Roma, 12 feb. (LaPresse/Efe) – Si è aperto questa mattina a Roma il processo di primo grado sulla sparizione e la morte di venti italiani tra il 1970 e il 1980 in America Latina, nell’ambito dell’operazione Condor, il nome con cui si intende la massiccia operazione attraverso la quale i governi di molti Paesi latinoamericani – in accordo tra loro – eliminarono gli oppositori. La prima udienza è iniziata alle 10.20 nell’aula bunker di Rebibbia. Era presente anche il procuratore Gianluca Capaldo, che iniziò la sua inchiesta nel 1999, dopo una denuncia presentata da un gruppo di familiari dei ‘desaparecidos’ italiani.

Gli imputati sono 32 ex componenti delle giunte militari della Bolivia (4), del Cile (11), del Perù (4) e dell’Uruguay (16). L’unico imputato presente era Jorge Nestor Troccoli, 67 anni, che vive in Italia dal 2002 ed è accusato dell’omicidio di sei persone. Era accompagnato dai suoi legali Francesco Saverio Guzzo e Anna Scifoni.
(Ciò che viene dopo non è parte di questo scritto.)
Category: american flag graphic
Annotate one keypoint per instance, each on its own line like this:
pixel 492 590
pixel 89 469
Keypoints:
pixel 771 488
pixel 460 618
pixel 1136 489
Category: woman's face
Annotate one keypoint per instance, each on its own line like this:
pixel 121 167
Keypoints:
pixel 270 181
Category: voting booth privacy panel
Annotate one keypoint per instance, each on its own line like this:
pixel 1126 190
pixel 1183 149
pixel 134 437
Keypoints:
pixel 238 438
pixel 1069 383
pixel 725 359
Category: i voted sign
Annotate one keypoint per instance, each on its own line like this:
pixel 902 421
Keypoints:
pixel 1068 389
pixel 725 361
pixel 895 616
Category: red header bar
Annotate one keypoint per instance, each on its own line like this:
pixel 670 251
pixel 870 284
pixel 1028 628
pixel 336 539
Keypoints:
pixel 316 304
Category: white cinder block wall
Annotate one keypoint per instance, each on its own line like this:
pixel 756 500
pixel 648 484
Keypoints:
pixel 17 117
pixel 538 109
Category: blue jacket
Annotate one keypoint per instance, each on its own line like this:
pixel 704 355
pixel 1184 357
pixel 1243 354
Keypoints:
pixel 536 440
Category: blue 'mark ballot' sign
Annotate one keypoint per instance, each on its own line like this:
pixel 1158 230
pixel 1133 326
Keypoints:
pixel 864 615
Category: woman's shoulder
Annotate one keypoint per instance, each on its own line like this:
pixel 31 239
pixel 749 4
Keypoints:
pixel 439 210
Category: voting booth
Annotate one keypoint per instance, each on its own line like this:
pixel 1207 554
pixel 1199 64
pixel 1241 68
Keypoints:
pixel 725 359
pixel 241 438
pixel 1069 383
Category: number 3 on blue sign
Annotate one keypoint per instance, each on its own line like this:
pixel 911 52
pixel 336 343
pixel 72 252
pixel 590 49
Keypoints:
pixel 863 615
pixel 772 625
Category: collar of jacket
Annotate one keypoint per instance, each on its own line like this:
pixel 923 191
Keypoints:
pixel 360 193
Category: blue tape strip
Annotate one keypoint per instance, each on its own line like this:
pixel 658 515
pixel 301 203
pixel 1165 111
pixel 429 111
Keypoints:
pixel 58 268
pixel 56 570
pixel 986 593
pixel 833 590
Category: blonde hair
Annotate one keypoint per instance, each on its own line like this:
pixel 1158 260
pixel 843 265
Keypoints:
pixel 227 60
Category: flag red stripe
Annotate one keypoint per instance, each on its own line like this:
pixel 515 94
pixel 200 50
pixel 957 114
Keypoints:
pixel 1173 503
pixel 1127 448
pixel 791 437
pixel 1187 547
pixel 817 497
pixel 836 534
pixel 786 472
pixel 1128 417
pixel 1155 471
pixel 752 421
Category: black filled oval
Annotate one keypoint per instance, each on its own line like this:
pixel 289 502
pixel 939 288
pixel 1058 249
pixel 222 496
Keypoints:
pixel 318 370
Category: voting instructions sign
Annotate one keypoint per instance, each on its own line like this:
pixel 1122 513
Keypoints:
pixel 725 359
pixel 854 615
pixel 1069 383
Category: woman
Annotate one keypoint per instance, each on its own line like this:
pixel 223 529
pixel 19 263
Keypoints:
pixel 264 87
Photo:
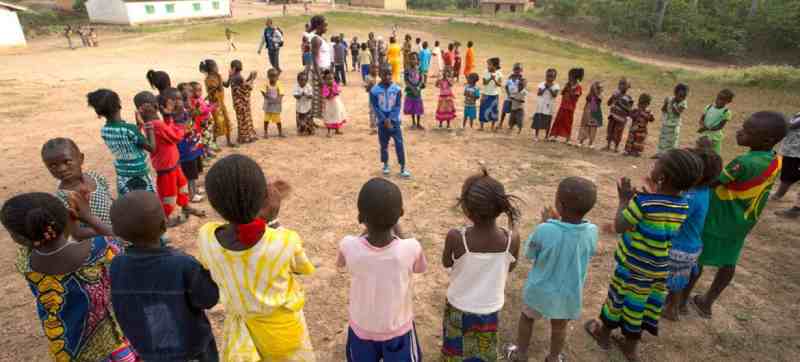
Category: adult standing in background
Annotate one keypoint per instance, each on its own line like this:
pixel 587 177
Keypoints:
pixel 273 39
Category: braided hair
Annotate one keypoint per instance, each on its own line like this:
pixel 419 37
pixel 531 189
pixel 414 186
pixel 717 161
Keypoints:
pixel 237 188
pixel 682 168
pixel 36 217
pixel 484 198
pixel 106 103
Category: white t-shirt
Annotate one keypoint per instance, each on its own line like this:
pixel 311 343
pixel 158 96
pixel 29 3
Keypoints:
pixel 546 102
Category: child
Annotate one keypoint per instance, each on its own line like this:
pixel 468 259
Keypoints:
pixel 687 245
pixel 561 248
pixel 714 119
pixel 385 99
pixel 381 265
pixel 740 195
pixel 646 222
pixel 492 81
pixel 518 106
pixel 304 95
pixel 256 317
pixel 547 93
pixel 69 279
pixel 369 82
pixel 637 133
pixel 150 282
pixel 334 113
pixel 273 98
pixel 469 60
pixel 445 109
pixel 481 256
pixel 64 160
pixel 240 92
pixel 671 124
pixel 413 105
pixel 562 127
pixel 365 59
pixel 216 97
pixel 424 62
pixel 592 115
pixel 511 86
pixel 125 141
pixel 621 106
pixel 471 95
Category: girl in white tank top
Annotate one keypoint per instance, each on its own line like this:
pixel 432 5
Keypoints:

Gli avvocati hanno ricordato che il loro assistito fu arrestato nel 2007 come misura preventiva e liberato quattro mesi più tardi, quando l’Italia negò la sua estradizione in Uruguay.

In aula erano presenti molti familiari e anche alcune vittime sopravvissute, come l’uruguayano Nicosio Romero, sequestrato e torturato per sei settimane a Buenos Aires nel 1974. “In questo momento l’Italia – ha raccontato all’agenzia Efe – è un esempio per tutto il mondo, perché i crimini contro i diritti umani non possono essere prescritti e i criminali devono essere perseguiti ovunque”. I parenti delle vittime, lo Stato dell’Uruguay e la presidenza del Consiglio dei ministri italiano si sono costituiti parte civile.